KNOXVILLE, Tenn. (7/8/13)--A Tennessee appellate court Wednesday overturned a lower court's ruling that dismissed a lawsuit by Copper Basin FCU (CBFCU) and CUMIS Insurance Society against FiServ Solutions Inc. over nearly $545,000 in losses incurred during a data breach.
The Court of Appeals of Tennessee at Knoxville reversed the decision and remanded the case to the lower court for further proceedings, saying "we hold that the complaint alleges sufficient facts to allow the case to proceed, and, therefore, dismissal was in error."
The credit union is alleging negligence and breach of contract stemming from a computer hacking in which it found out that its antivirus firewall and protection software had not been activated and allowed for hackers to access passwords and change user names. CUMIS's insurance policy covered the funds in the event of a computer hacking.
At issue was a master agreement between CBFCU and Fiserv's Integrasys division for technical support and Web defense services, which required the purchase of Trend Micro Antivirus Firewall and Protection software.
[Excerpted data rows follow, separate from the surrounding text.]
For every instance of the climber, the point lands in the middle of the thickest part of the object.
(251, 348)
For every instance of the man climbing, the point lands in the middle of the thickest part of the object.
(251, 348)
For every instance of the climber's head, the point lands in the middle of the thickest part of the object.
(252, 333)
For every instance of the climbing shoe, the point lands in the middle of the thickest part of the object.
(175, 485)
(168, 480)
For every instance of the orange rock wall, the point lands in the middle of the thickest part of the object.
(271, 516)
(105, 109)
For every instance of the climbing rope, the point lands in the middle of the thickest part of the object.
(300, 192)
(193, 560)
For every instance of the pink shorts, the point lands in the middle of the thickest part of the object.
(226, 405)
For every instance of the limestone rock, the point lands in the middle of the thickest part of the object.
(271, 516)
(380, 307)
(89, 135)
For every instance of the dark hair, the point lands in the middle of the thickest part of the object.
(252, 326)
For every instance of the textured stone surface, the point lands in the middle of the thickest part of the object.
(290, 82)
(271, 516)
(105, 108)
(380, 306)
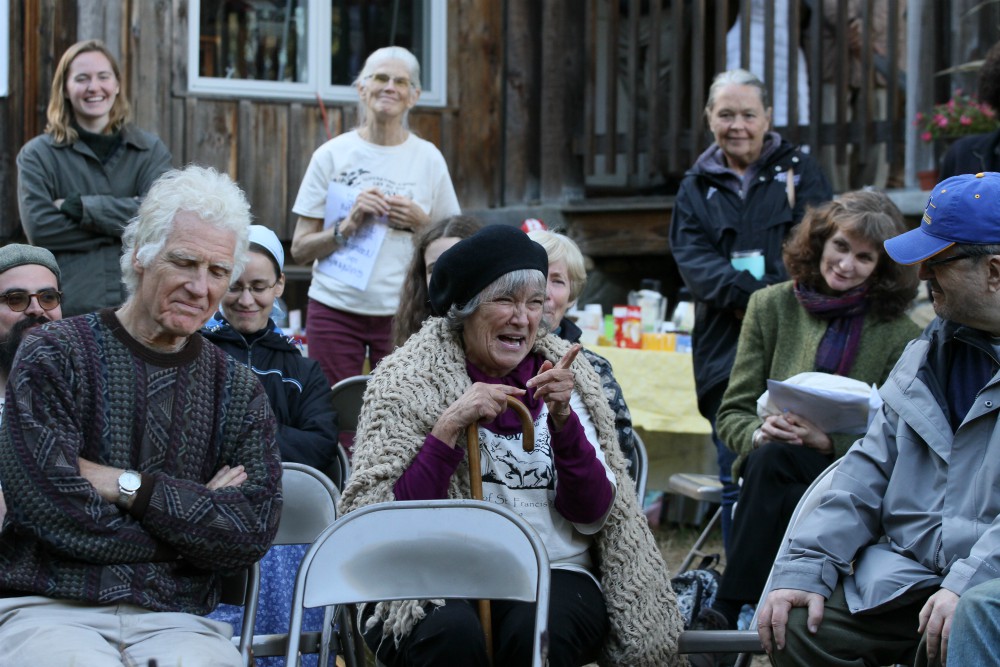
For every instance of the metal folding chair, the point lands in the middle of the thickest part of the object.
(412, 550)
(309, 507)
(703, 488)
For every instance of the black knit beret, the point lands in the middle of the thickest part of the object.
(465, 269)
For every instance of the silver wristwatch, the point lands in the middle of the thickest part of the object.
(128, 484)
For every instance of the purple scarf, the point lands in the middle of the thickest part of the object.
(846, 313)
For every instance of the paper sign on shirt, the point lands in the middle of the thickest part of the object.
(352, 263)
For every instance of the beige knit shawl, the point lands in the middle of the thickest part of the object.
(408, 392)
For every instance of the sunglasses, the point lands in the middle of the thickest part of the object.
(931, 263)
(19, 300)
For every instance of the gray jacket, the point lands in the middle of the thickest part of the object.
(912, 506)
(88, 250)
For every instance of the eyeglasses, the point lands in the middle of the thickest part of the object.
(383, 80)
(19, 300)
(256, 288)
(931, 263)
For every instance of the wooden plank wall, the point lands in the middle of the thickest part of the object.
(507, 138)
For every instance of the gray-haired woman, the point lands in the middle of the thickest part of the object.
(611, 598)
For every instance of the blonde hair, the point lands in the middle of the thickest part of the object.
(60, 112)
(211, 195)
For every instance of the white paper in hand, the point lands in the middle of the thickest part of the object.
(833, 403)
(352, 263)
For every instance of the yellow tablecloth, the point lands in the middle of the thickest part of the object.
(659, 389)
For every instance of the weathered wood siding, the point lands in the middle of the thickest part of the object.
(266, 145)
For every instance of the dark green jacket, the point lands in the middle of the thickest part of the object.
(778, 340)
(87, 250)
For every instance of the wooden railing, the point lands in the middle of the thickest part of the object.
(650, 64)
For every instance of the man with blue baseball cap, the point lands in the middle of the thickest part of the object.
(909, 526)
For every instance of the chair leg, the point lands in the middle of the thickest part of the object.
(349, 650)
(696, 548)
The contract subscription was renewed in May 2009. In July 2009, credit union employees contacted FiServ about an unusual number of "pop-up" advertisements on their computers, and FiServ informed them it corrected the problem, said the court's opinion document.
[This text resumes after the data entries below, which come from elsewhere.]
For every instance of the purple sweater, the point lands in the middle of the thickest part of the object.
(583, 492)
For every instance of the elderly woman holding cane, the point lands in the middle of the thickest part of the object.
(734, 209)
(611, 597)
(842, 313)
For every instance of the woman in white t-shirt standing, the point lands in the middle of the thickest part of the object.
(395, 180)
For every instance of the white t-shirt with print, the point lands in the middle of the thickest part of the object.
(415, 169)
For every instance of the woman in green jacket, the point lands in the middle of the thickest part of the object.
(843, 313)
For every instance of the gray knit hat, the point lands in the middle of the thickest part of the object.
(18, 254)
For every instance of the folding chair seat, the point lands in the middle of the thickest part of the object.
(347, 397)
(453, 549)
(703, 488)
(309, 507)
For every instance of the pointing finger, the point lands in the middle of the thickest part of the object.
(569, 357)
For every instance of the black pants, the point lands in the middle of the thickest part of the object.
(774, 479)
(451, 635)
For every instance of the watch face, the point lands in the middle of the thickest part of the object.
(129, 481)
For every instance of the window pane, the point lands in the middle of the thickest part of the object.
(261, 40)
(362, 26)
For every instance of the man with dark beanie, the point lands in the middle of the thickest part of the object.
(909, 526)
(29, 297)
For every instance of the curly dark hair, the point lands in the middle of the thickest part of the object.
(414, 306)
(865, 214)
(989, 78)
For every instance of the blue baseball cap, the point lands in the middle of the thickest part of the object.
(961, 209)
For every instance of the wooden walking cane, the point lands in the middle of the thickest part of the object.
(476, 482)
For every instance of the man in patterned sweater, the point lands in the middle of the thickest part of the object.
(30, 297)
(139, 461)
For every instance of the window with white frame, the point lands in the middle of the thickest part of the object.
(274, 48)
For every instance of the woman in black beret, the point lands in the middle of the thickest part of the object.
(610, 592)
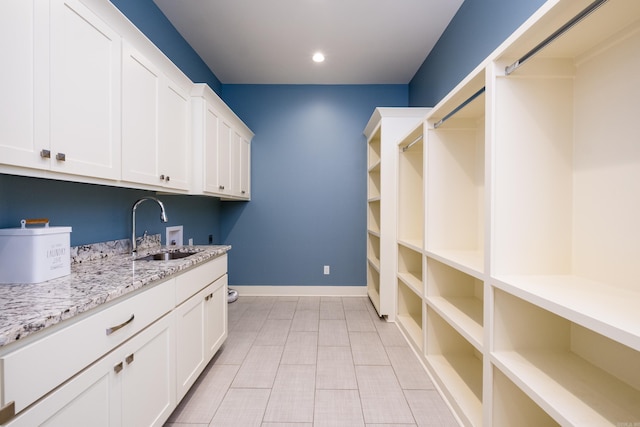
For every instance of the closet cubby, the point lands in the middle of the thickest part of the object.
(566, 167)
(373, 186)
(455, 179)
(410, 314)
(411, 189)
(512, 407)
(577, 376)
(410, 268)
(458, 298)
(373, 281)
(457, 367)
(373, 214)
(373, 249)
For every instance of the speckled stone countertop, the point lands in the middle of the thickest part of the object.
(97, 277)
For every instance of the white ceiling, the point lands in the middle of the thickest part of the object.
(272, 41)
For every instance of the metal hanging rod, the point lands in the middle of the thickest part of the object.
(458, 108)
(560, 31)
(406, 147)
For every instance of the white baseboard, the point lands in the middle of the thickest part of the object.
(339, 291)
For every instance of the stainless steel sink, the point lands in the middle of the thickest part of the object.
(165, 256)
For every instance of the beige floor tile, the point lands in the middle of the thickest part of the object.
(292, 396)
(390, 334)
(306, 320)
(252, 320)
(335, 369)
(331, 308)
(429, 409)
(273, 332)
(333, 333)
(242, 407)
(367, 349)
(283, 309)
(295, 377)
(235, 348)
(337, 408)
(287, 425)
(409, 371)
(381, 396)
(301, 348)
(259, 367)
(359, 321)
(308, 303)
(355, 303)
(201, 402)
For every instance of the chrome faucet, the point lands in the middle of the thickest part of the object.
(163, 218)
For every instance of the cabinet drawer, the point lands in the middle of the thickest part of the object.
(32, 371)
(194, 280)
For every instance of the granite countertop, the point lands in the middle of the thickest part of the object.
(29, 308)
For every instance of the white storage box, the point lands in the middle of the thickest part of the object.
(34, 255)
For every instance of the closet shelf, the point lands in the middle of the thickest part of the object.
(610, 311)
(571, 390)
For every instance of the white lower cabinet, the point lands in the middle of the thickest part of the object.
(157, 342)
(201, 329)
(131, 386)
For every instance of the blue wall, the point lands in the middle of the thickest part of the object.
(149, 19)
(100, 213)
(308, 206)
(476, 30)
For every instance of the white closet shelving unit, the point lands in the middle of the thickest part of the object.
(518, 239)
(385, 127)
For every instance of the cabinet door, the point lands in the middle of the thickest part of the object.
(140, 122)
(23, 37)
(175, 143)
(85, 400)
(147, 393)
(245, 168)
(85, 92)
(216, 316)
(190, 359)
(211, 134)
(236, 148)
(224, 157)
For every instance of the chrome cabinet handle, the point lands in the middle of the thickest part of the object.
(122, 325)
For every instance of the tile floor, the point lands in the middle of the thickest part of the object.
(312, 361)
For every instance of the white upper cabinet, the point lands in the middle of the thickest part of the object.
(175, 136)
(18, 41)
(85, 93)
(141, 81)
(64, 94)
(221, 146)
(155, 125)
On July 15, the credit union learned about the hackers' origination of "transfers from CBFCU's account with Volunteer Corporate into a large number of privately owned accounts distributed in banks across the U.S.," said the ruling. The credit union and VolCorp retrieved all but $544,789.41 of the stolen funds. Afterward, according to the court documents, the credit union discovered the Web defense software had never been activated. It filed suit on July 12, 2011.
FiServ had argued that the credit union had filed the case too late and that the Web defense and technical support duties were governed by the master agreement. The credit union said a separate, earlier contract applied to the case, and that the master agreement covered only provision data process services.
The appellate court said that the lower court's reliance on the master agreement in dismissing the case was in error and that the suit had been filed within the time period allowed.
"Of course we're pleased with the appellate court decision, but because this matter is still pending, we are not able to comment further," Phil Tschudy, media relations manager of CUNA Mutual Group, told News Now.